In online copyright infringement cases, claims relating to damages are highly disputed, and in Sweden things have become particularly contentious. On the one hand there is case law using hypothetical licence fees as a basis to calculate damages. On the other hand, some support the idea that higher damage awards and harsher sentences for copyright infringements serve to deter future offenders from committing similar crimes online. But is this really true? What do readers think?
The usual disclaimer: I haven't read any of the Swedish courts judgments in this case and I know next to nothing about the Swedish legal system or its copyright laws.
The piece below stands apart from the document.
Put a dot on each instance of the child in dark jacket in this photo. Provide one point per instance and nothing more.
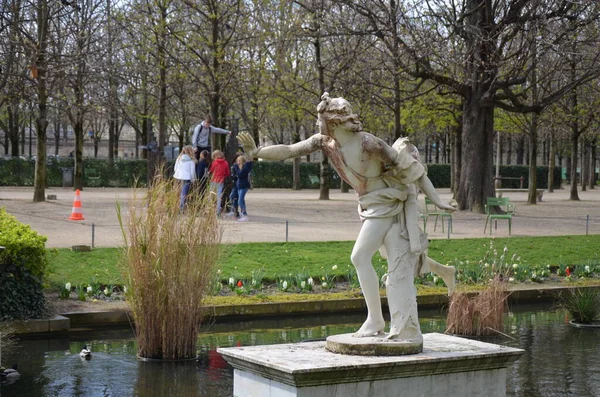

ReplyDeleteBut it seems to me that the terms 'damages' and 'fines' are being used interchangeably in a way that is confusing to anyone familar with the UK and several other European jurisdictions. Damages are generally not intended to be punitive (even if the EU Enforcement Directive (2004/48) seeks to promote the disuavive component of damages) and, again generally, damages are inteneded to restore to the claimant what they have lost due to the infringement. In criminal cases, fines are part of a punishment and are usually predetermined on a scale set down by legislators which a court then applies based on the aggrevating factors in the particular case and the circumstances of the defendants. Since fines are not paid to those who lose out financially because infringement, their losses should not, surely, be directly related to the amount of a fine. Of course if the court made some order for restitution, that would a different mattter, but that sum should not really be referred to as either a fine or damages. Since the second instance court varied the sentence by reducing the prison term and increasing the 'fine', I am assuming that there wasn't a restitution order per se.
It would seem that EU acquis will be of little help to the Swedish Supreme Court as the EU long ago abandoned a Directive covering the criminal side of intellectual property infringement. It's not clear if this latest appeal is also revisiting the Svensson / GS Media issue over libility for infringement.